The Mirror Lake measurements were begun in the early 1960s by Gene Likens, who co-founded the Hubbard Brook Ecosystem Study, as a way to quantify effects of human-caused climate change. Consider it New Hampshire’s answer to the Keeling Curve, the measurement of atmospheric CO2 made from a Hawaii mountaintop since 1958 that acts like a thermometer to measure how much we’re screwing up the only planet we have.

“I established a protocol so that I could determine in the same way every year when the ice was fully formed on the lake and when it melted from the lake,” said Likens, who at age 89 is still active. “I knew the period of ice cover, the length of ice cover, is a very important variable and a relatively easy one to study if you do it properly, to give you insights about climate change.”

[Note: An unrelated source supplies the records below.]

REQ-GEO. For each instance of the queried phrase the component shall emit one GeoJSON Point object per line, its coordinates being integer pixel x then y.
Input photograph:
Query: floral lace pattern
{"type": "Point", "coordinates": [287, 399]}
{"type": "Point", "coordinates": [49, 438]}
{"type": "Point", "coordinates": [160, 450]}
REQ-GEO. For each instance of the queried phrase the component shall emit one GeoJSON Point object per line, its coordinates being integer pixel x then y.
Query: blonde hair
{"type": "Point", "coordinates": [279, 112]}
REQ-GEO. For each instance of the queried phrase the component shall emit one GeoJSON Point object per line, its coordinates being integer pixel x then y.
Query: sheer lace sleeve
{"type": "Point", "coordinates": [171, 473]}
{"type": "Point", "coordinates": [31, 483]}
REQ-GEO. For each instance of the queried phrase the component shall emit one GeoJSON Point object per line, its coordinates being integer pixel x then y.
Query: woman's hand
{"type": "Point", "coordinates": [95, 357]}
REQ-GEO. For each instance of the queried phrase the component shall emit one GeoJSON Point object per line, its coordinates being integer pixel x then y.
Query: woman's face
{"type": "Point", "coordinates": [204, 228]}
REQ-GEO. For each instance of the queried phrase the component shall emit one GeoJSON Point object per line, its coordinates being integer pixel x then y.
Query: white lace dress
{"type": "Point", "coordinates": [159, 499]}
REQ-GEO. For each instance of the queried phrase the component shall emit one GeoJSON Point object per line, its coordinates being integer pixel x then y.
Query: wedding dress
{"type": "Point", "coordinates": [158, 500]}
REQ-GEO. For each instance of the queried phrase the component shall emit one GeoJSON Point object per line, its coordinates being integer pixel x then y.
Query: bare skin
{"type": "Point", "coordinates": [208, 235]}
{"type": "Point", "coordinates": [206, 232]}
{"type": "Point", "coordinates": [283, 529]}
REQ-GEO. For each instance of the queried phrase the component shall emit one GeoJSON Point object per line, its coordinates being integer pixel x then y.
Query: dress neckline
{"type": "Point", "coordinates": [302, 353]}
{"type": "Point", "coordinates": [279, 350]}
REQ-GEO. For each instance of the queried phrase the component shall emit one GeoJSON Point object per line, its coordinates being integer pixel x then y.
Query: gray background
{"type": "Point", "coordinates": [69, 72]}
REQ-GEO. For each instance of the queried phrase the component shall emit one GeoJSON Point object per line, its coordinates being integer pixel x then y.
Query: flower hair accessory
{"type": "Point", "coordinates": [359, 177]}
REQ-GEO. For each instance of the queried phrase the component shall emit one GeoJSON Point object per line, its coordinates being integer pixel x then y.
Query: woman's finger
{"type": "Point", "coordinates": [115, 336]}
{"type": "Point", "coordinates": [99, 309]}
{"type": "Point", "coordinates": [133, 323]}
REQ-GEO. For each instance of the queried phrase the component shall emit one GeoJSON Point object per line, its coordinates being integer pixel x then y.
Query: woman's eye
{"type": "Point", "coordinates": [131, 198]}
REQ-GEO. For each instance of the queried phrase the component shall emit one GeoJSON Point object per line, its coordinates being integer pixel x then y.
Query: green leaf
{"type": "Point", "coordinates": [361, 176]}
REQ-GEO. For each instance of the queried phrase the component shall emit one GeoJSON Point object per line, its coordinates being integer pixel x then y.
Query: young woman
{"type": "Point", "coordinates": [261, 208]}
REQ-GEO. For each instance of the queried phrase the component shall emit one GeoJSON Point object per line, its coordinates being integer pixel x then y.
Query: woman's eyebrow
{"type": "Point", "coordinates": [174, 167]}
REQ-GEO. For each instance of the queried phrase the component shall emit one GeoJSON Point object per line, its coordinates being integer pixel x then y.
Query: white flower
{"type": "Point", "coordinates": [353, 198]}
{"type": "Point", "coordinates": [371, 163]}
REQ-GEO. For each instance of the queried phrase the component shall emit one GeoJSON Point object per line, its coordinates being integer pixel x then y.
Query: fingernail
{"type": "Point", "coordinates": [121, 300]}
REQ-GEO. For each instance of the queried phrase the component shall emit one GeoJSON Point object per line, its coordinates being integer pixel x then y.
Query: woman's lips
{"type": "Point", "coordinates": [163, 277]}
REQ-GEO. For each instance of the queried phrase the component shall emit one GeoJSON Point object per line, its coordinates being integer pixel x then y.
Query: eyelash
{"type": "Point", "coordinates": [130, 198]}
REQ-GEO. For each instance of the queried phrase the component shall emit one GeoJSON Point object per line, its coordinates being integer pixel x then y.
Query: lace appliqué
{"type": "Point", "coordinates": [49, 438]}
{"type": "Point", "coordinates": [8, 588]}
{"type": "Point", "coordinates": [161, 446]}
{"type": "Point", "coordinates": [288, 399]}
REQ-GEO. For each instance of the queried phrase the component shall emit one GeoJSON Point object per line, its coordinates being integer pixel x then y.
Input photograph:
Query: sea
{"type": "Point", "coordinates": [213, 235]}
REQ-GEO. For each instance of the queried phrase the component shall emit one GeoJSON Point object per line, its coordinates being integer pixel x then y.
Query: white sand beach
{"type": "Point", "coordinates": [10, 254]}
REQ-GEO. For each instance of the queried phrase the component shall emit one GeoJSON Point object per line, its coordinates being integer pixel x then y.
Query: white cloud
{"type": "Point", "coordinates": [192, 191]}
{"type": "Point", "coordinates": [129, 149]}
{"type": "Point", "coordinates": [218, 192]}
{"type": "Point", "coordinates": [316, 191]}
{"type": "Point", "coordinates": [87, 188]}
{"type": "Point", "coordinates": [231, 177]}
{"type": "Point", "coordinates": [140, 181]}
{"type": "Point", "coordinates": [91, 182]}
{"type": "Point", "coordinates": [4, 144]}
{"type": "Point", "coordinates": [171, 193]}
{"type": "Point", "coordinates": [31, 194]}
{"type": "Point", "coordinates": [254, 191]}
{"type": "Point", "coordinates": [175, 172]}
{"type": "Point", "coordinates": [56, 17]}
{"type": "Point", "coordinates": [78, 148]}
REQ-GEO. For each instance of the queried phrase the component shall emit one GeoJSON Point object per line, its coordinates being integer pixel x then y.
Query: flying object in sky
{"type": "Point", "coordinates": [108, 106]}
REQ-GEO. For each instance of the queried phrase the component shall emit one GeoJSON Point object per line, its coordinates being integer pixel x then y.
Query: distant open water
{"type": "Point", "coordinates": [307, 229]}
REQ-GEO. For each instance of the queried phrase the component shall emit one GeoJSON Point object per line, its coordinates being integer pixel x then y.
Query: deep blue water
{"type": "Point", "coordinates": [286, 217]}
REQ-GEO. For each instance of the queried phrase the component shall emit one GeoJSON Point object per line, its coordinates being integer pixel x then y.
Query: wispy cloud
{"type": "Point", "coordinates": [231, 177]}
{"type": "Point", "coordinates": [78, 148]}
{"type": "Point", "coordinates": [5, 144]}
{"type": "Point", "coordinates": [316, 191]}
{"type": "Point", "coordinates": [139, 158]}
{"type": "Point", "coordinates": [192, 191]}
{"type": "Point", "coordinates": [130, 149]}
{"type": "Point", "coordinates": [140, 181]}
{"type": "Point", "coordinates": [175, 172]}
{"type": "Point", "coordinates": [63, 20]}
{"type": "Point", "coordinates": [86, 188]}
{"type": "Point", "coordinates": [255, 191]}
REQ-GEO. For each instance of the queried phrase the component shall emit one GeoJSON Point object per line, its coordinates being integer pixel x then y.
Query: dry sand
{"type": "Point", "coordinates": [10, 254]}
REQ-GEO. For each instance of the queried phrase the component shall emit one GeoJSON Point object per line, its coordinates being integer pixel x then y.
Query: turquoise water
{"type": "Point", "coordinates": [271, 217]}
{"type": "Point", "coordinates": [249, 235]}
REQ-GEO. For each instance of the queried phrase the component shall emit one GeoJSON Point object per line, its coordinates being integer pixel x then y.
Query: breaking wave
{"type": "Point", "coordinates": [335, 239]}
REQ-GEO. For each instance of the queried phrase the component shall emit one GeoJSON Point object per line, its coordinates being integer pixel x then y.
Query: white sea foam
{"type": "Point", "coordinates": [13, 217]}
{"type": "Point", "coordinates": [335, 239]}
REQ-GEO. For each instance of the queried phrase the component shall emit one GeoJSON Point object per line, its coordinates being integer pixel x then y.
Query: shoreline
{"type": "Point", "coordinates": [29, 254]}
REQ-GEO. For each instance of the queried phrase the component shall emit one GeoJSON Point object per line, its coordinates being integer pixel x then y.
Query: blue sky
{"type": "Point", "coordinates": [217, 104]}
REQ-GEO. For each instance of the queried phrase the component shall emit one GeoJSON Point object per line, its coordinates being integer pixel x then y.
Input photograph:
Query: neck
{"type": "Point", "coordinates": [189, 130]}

This is a reminder that scientists have known for more than half a century that our energy patterns are altering the global climate. That’s why they get so exasperated with head-in-the-sand climate deniers.

Mirror Lake’s winter weirdness is a reflection of how the change that we’ve ignored for so long is scrambling the weather patterns we’ve built our civilization around.

“It’s indicative of what others are seeing in a variety of areas and conditions. … Things that have been trending for a long time become much more variable. That’s a feature that we’re seeing in many aspects of climate change,” said Likens.

Solomon agrees that things are not what they were: “Established patterns of weather and seasons are changing, changing rapidly, and becoming more variable.” But he says we shouldn’t give up hope of being able to predict and plan for the climate future even though there’s hardly any normal weather anymore.

“These are outside of our experience but I think they’re not totally unknowable. Climate modelers use data and math to understand and predict what things will look like in the future,” he said.